To get started with development and understand the basic structure there are only a few directories you'll likely need to know about (don't worry, details will follow):

modules/Contains modules that comprise all the features of the flight code
pios/Contains PiOS, a hardware abstraction layer (HAL)
targets/Contains firmware and bootloader code for supported target boards.
Also, contains configuration options for each target (more details later).

Boot Process


The following section is designed to give an overview of the files needed to boot LibrePilot. Unless you absolutely know what you're doing, you should not modify those files. If you do and flash the modified code onto your flight controller, you risk rendering it unusable, especially when modifying the bootloader.
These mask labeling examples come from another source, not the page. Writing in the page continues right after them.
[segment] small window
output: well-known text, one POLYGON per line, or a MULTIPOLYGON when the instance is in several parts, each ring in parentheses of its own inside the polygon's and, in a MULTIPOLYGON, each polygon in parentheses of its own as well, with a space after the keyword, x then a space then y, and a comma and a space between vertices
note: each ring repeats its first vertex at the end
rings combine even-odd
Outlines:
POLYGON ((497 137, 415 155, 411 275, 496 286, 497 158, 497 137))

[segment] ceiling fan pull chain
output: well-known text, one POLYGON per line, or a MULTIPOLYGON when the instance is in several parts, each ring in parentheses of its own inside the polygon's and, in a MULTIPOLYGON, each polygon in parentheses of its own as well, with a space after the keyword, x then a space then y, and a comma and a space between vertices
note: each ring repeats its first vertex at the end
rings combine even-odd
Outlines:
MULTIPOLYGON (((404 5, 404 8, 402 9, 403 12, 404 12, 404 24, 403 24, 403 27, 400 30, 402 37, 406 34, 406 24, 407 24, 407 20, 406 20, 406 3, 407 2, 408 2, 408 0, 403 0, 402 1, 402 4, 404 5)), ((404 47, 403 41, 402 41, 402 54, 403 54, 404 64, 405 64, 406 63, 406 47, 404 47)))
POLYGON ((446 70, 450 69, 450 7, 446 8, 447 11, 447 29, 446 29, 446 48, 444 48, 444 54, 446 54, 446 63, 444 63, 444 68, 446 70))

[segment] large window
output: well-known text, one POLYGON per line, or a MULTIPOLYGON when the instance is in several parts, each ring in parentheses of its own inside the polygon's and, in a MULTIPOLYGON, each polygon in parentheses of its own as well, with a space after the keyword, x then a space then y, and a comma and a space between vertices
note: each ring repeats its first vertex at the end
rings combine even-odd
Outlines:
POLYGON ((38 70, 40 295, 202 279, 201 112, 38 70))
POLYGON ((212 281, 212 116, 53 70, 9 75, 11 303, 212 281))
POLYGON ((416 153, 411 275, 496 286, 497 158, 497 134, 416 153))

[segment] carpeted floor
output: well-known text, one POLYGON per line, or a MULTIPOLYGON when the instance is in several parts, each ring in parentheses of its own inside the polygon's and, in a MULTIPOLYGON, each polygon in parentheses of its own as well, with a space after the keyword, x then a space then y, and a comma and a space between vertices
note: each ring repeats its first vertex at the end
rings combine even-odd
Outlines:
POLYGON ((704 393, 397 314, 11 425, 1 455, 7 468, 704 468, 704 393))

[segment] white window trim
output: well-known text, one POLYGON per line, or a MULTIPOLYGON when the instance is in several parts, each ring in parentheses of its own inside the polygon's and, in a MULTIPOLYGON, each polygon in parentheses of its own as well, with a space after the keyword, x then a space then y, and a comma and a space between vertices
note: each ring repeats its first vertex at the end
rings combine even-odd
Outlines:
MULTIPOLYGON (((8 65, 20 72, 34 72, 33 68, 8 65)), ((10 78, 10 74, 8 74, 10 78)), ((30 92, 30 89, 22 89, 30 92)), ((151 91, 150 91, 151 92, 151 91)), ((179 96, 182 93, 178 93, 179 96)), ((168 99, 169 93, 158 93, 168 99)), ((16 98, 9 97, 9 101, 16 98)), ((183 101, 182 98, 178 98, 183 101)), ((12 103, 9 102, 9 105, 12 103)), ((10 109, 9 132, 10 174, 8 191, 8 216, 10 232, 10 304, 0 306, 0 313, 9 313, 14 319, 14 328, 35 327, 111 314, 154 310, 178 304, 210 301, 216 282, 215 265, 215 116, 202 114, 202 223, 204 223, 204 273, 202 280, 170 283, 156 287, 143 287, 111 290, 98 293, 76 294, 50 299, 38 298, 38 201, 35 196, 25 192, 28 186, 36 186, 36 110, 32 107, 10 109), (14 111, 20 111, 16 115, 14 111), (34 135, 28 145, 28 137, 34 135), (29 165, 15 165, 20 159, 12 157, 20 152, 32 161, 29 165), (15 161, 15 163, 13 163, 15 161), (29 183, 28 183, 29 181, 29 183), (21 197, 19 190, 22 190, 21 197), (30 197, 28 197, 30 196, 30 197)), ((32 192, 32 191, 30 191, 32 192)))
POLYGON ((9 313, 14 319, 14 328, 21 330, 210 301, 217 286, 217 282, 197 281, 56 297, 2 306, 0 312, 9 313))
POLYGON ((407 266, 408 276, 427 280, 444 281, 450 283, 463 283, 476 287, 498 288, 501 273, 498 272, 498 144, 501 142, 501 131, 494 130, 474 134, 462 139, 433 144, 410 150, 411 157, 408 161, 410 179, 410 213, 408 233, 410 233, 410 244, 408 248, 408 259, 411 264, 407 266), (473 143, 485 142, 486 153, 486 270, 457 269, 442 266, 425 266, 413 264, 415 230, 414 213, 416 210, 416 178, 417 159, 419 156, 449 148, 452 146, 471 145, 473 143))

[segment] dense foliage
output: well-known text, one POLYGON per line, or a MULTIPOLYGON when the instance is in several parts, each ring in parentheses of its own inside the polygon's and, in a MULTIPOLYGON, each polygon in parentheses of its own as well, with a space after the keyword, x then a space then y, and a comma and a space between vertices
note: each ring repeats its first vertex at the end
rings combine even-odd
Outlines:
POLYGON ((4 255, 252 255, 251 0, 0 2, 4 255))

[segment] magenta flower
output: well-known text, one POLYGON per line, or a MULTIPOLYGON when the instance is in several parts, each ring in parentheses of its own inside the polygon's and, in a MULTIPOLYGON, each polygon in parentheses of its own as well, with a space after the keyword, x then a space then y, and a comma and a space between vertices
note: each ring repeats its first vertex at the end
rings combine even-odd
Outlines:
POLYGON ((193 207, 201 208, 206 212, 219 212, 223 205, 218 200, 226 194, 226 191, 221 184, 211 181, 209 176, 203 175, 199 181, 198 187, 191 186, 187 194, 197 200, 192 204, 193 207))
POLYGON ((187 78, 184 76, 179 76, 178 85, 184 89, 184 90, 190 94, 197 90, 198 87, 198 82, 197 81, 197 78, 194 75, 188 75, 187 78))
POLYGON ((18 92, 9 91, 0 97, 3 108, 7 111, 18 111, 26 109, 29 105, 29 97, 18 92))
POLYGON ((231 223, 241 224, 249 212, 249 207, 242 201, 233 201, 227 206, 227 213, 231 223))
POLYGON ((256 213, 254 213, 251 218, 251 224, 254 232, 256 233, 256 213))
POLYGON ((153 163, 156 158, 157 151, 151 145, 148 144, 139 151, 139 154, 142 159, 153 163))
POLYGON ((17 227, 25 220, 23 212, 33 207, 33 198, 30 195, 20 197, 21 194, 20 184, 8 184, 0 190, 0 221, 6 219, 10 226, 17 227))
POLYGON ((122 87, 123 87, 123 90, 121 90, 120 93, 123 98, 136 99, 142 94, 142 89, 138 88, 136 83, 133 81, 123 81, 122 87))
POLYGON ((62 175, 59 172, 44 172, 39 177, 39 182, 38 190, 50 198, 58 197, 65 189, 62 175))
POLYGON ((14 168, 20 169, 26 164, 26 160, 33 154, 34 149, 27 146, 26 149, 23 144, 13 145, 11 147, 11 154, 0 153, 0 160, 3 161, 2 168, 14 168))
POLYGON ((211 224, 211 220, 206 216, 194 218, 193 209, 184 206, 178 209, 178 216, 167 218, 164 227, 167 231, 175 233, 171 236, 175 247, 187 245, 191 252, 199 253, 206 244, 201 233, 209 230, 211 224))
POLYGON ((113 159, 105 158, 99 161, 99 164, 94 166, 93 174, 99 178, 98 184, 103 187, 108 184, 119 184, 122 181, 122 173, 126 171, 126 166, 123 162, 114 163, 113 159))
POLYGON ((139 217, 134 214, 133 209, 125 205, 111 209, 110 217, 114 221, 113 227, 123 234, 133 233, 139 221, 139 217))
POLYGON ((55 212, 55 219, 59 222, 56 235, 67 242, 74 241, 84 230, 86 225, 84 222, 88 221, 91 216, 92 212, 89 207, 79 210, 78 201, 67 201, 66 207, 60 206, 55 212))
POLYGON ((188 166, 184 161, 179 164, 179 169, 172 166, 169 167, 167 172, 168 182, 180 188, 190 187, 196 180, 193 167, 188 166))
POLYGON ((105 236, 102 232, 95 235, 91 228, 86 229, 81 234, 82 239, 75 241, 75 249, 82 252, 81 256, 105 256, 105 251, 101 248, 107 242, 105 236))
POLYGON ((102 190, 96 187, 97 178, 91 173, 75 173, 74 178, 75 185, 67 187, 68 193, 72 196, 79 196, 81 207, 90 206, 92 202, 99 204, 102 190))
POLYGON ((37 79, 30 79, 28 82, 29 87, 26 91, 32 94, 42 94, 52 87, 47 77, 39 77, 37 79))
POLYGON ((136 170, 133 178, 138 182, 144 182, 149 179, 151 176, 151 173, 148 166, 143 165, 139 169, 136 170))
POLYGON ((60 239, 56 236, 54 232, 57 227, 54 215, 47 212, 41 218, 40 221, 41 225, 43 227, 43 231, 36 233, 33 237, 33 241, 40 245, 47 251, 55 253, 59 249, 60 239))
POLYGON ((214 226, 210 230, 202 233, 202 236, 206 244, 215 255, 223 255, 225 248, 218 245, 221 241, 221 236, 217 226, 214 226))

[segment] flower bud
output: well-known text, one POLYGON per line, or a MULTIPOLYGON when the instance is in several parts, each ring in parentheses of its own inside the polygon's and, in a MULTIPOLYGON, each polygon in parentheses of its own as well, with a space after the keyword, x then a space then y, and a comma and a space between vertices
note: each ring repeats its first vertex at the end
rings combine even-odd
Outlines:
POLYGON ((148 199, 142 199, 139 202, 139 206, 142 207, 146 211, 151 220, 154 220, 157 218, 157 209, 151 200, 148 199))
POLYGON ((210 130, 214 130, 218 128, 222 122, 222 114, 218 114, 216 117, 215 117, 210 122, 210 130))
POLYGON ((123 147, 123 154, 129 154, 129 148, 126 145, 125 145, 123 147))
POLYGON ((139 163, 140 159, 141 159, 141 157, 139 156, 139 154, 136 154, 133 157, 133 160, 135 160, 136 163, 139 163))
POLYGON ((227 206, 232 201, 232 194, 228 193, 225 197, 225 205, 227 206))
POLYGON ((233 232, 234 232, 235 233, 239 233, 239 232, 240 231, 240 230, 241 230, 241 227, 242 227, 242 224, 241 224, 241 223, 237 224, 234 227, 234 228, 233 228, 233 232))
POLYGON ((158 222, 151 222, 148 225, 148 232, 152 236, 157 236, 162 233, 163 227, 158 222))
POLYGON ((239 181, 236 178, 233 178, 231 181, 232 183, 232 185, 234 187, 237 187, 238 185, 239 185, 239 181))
The files are simply mentioned to help you understand the boot process.

Sometimes the best point for starting to learn about how a program works is the start of the program.

So, one of the first questions someone with any C/C++ experience is likely to have when they look at all those files and directories is: "Where is main()?"

The answer lies in the targets/ directory. Each processor (or, more precisely, each target board) has its own firmware and bootloader directories. So actually, there are two main functions, one for the bootloader and one for the firmware.

The Bootloader

When a flight controller with LibrePilot loaded is plugged in, the first code that will run is the bootloader. That is because the linker is configured to place the bootloader code right at the start of the processor's address space for code.

In the most basic terms, it is the bootloader's job to:

  1. Check if the user requested a device firmware update (DFU) over USB (e.g. via the "Rescue"-button in the Firmware tab inside GCS)
  2. Download the firmware update via USB (if requested)
  3. Start the firmware

If you want to take a look under the hood, choose any board inside targets/ and open bootloader/main.c (for example flight/targets/revolution/bootloader/main.c).

Again, notice that the bootloader is the first code that runs when power is applied to the controller. If the processor would get stuck inside the bootloader, there would be no way to apply firmware and even bootloader updates over USB. That is why modifying this code is a bad idea unless you absolutely know what you're doing.

The Firmware

As soon as the bootloader is done, it will make the processor jump to the firmware code. At the beginning of the firmware code is the main function, which resides in flight/targets/<board name>/firmware/<board name>.cpp.

The firmware main function calls some low level initialization functions using PiOS (the hardware abstraction layer). Then, it will start the system module, which in turn starts all the other modules.